1 Division of Biostatistics, University of California, USA.
2 Division of Pharmacoepidemiology and Pharmacoeconomics, Department of Medicine, Brigham and Womens Hospital and Harvard Medical School, USA.
Stat Methods Med Res. 2019 Apr;28(4):1044-1063. doi: 10.1177/0962280217744588. Epub 2017 Dec 11.
Propensity score-based estimators are increasingly used for causal inference in observational studies. However, model selection for propensity score estimation in high-dimensional data has received little attention. In these settings, propensity score models have traditionally been selected based on the goodness-of-fit for the treatment mechanism itself, without consideration of the causal parameter of interest.
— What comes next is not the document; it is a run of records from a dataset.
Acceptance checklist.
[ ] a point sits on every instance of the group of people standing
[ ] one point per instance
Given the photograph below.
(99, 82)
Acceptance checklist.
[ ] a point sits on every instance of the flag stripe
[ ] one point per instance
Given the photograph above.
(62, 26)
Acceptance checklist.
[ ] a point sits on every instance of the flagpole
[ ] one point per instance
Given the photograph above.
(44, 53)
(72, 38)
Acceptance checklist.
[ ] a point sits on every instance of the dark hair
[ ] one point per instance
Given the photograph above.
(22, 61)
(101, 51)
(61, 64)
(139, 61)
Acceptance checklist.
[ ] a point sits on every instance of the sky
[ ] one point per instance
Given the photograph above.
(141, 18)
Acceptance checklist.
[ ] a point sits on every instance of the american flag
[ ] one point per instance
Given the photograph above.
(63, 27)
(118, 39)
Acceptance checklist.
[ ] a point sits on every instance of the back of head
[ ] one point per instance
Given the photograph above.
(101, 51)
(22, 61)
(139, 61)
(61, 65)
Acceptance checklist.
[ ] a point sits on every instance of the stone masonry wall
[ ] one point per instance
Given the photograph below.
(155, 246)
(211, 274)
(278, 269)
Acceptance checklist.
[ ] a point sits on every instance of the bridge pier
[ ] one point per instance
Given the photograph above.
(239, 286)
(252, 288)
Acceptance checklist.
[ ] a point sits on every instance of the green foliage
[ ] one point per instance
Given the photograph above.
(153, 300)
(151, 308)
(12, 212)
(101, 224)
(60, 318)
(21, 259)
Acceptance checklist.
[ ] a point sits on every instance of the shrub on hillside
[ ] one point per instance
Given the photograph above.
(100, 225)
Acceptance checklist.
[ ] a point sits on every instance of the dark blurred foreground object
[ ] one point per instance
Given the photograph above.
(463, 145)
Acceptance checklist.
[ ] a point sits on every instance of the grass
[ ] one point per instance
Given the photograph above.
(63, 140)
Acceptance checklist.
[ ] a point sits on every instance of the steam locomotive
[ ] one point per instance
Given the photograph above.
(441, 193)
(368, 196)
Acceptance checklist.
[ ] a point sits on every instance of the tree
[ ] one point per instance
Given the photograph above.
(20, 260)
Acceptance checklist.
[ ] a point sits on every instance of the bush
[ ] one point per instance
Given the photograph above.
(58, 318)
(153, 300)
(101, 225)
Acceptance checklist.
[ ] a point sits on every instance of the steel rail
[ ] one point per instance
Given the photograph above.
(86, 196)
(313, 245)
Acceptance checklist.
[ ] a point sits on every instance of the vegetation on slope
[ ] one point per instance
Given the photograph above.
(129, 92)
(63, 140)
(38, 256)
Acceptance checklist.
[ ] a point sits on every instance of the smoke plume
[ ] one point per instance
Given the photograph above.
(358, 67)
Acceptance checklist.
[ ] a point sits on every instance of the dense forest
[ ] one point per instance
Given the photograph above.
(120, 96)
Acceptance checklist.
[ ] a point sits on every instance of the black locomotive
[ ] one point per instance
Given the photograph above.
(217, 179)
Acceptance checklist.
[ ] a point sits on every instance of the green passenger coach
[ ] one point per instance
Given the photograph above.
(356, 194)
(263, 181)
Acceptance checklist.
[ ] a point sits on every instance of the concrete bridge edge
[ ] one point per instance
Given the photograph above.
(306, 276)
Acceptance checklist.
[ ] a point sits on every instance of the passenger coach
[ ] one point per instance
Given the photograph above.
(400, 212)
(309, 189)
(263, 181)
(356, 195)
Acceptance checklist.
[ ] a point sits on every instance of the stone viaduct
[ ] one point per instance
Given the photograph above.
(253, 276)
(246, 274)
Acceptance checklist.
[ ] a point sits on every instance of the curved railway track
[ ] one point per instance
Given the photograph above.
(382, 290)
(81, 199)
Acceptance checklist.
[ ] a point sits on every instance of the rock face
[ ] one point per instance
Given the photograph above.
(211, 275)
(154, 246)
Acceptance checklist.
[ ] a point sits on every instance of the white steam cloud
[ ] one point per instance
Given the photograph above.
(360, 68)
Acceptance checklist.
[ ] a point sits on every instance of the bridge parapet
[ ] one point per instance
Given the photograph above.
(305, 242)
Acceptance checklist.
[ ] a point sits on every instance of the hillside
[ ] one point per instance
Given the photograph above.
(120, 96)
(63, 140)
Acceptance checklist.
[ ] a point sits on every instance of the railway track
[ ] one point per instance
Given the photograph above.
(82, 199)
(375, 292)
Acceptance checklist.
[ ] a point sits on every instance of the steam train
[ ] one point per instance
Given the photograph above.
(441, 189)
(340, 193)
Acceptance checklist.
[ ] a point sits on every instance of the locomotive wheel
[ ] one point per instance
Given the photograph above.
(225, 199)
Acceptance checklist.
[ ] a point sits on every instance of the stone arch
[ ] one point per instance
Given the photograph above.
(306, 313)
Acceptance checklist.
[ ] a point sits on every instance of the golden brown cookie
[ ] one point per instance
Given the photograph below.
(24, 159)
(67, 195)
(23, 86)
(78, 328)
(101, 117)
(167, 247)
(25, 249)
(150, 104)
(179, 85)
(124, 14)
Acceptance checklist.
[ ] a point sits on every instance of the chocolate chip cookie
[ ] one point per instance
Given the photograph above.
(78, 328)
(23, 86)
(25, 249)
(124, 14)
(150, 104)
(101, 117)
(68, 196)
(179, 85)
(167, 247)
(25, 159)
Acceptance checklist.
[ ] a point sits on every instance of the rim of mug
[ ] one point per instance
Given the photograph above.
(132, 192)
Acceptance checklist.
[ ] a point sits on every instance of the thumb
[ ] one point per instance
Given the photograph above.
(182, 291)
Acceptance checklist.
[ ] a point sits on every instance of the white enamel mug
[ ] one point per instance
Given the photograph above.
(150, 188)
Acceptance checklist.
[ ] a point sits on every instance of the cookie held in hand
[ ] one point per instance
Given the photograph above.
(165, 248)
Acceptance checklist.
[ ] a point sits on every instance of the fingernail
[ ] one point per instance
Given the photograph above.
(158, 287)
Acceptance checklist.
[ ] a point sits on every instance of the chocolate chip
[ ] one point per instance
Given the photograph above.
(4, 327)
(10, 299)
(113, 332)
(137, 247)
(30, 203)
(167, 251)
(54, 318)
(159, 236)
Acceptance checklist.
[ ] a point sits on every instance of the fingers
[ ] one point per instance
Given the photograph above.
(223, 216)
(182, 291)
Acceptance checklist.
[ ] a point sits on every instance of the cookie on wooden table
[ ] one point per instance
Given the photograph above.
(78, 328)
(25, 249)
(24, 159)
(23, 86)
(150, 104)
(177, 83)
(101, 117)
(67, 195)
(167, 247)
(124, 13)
Collaborative minimum loss-based estimation is a novel methodology for causal inference that takes into account information on the causal parameter of interest when selecting a propensity score model. This "collaborative learning" considers variable associations with both treatment and outcome when selecting a propensity score model in order to minimize a bias-variance tradeoff in the estimated treatment effect. In this study, we introduce a novel approach for collaborative model selection when using the LASSO estimator for propensity score estimation in high-dimensional covariate settings. To demonstrate the importance of selecting the propensity score model collaboratively, we designed quasi-experiments based on a real electronic healthcare database, where only the potential outcomes were manually generated, and the treatment and baseline covariates remained unchanged. Results showed that the collaborative minimum loss-based estimation algorithm outperformed other competing estimators for both point estimation and confidence interval coverage. In addition, the propensity score model selected by collaborative minimum loss-based estimation could be applied to other propensity score-based estimators, which also resulted in substantive improvement for both point estimation and confidence interval coverage. We illustrate the discussed concepts through an empirical example comparing the effects of non-selective nonsteroidal anti-inflammatory drugs with selective COX-2 inhibitors on gastrointestinal complications in a population of Medicare beneficiaries.
基于倾向评分的估计量越来越多地用于观察性研究中的因果推断。然而,在高维数据中,倾向评分估计的模型选择很少受到关注。在这些环境中,倾向评分模型传统上是基于对治疗机制本身的拟合优度来选择的,而没有考虑到感兴趣的因果参数。协同最小损失估计是一种新颖的因果推断方法,它在选择倾向评分模型时考虑了与感兴趣的因果参数相关的信息。这种“协同学习”在选择倾向评分模型时考虑了与治疗和结果的变量关联,以最小化估计治疗效果中的偏差方差权衡。在这项研究中,我们介绍了一种在高维协变量环境中使用 LASSO 估计器进行倾向评分估计时进行协同模型选择的新方法。为了证明协同选择倾向评分模型的重要性,我们基于真实的电子医疗保健数据库设计了拟实验,其中仅手动生成潜在结果,而治疗和基线协变量保持不变。结果表明,协同最小损失估计算法在点估计和置信区间覆盖方面均优于其他竞争估计器。此外,协同最小损失估计选择的倾向评分模型可以应用于其他基于倾向评分的估计器,这也导致了点估计和置信区间覆盖的实质性改进。我们通过一个比较非选择性非甾体抗炎药与选择性 COX-2 抑制剂对 Medicare 受益人群胃肠道并发症影响的实证例子来说明讨论的概念。